The long ribbon of Loire Valley vineyards stretches for more than 800 km along the Royal River. From its source, in the Massif Central, to its estuary, the Loire is what links the third-largest vineyard region in France.
The region can be divided into 4 areas, each with its own specific features: the Nantes region, Anjou, Touraine and the Centre. Each of these areas is in turn made up of a mosaic of terroirs.
The Loire’s vineyards are in fact characterised by the immense diversity of its terroirs, which differ as much by the nature of their soils as by their climate, or by their slopes and their orientation. This regional patchwork has given rise to a very wide variety of wines (white wine, red wine, still or sparkling wine) which reflect the specific features of their land of origin and the know-how of the winegrowers.
The region, dotted with numerous royal châteaux, is also rich in a wine-growing tradition that dates back to the tenth century. The Loire is therefore a region where the art of winemaking is particularly well mastered. Several Loire wines have acquired an international reputation for their finesse and elegance.
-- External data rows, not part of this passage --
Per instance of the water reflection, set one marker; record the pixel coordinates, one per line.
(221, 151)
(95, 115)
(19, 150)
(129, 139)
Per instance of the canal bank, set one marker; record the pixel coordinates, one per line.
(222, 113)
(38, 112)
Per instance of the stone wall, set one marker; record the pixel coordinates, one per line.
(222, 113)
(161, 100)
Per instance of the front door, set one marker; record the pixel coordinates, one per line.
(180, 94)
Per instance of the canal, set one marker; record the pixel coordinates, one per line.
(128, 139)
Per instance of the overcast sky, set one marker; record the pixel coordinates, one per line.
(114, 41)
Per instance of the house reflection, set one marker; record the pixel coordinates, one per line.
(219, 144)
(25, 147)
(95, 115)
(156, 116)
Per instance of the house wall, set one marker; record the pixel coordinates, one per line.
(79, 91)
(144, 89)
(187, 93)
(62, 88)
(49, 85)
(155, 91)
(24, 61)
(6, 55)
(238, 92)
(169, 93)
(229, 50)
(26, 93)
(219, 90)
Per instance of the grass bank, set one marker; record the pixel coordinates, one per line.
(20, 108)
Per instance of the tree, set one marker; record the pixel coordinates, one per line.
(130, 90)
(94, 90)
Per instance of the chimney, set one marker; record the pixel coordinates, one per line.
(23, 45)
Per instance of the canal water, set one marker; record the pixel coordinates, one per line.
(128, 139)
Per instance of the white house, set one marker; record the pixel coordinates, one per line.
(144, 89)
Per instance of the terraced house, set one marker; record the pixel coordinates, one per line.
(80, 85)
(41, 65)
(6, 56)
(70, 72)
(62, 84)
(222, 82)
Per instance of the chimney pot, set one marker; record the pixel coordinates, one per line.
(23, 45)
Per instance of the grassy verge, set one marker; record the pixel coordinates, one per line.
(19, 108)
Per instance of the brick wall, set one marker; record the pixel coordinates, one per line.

Chinon, Bourgueil, Sancerre and Pouilly-Fumé are appellations known the world over!
Each region of the Loire Valley has several appellations which all attest to the quality of the wines produced. The 4 appellations of the Nantes region, Muscadet, Muscadet Sèvre-et-Maine, Muscadet Coteaux de la Loire and Muscadet Côtes de Granlieu, are dry white wines.
In the Anjou region, the Anjou-Villages and Anjou-Villages Brissac appellations are reserved for quality red wines. In Anjou, you’ll also find excellent, particularly fragrant sweet wines with regional appellations: Coteaux de l’Aubance, Coteaux du Layon, Coteaux du Layon-villages and Quarts de Chaume.
There are also lots of appellations in the Saumur region. The Saumur appellation first of all brings together dry white wines of great finesse. The region also produces red wine under the Saumur-Champigny appellation, excellent sparkling wine under the Saumur Mousseux and Crémant de Loire appellation, as well as a sweet wine under AOC Coteaux de Saumur.
Several prestigious Loire wines come from the vineyards of Touraine. The communal appellations Chinon, Saint-Nicolas-de-Bourgueil and Bourgueil delight wine lovers with their red wines which are both supple and fruity. Touraine also produces excellent-quality white wines under the Montlouis and Vouvray appellations. Finally, the Centre is the cradle of white wines of great finesse in AOC Sancerre, Pouilly-Fumé and Pouilly-sur-Loire.
The diversity of Loire wines has its roots in a wide variety of terroirs. Each wine-growing region is characterised by soils of a different nature and specific climatic conditions. The oceanic climate with its mild winters and cool, humid summers bathes the Nantes region.
The vineyards, which mainly grow the Muscadet and Folle Blanche grape varieties, thrive in its rolling landscapes on schist and granite soils which are sometimes loamy.
Anjou and the Saumur region also enjoy an oceanic climate which gradually becomes semi-oceanic towards the east. The annual variations in temperature and rainfall can thus become more marked than on the coast. The nature of the soils in its two regions is very diverse. The chalky soils of Saumur, also called Anjou Blanche, rub shoulders with the schist soils of Anjou Noire.
The great variability of soils in the Saumur and Anjou regions are beneficial to the optimal development of a large number of grape varieties: Chenin, Sauvignon, Cabernet and Cabernet Franc. Varieties that go into the making of red, white and rosé wines. Further east, the valleys and slopes of Touraine enjoy weather conditions halfway between an oceanic and a continental climate.
The soils are variable in nature, sometimes limestone, sandy even with flint clays. They offer favourable conditions for growing grape varieties such as Cabernet Franc, Chenin, Sauvignon or Gamay.
Finally, the most easterly of the Loire vineyards, located in the central region, and covering AOC Sancerre and Pouilly-Fumée, thrives on typical Jurassic soils (siliceous or flint pebbles, sandstone) in a semi-continental climate. The dominant grape variety used is Sauvignon for white Loire wines of remarkable quality.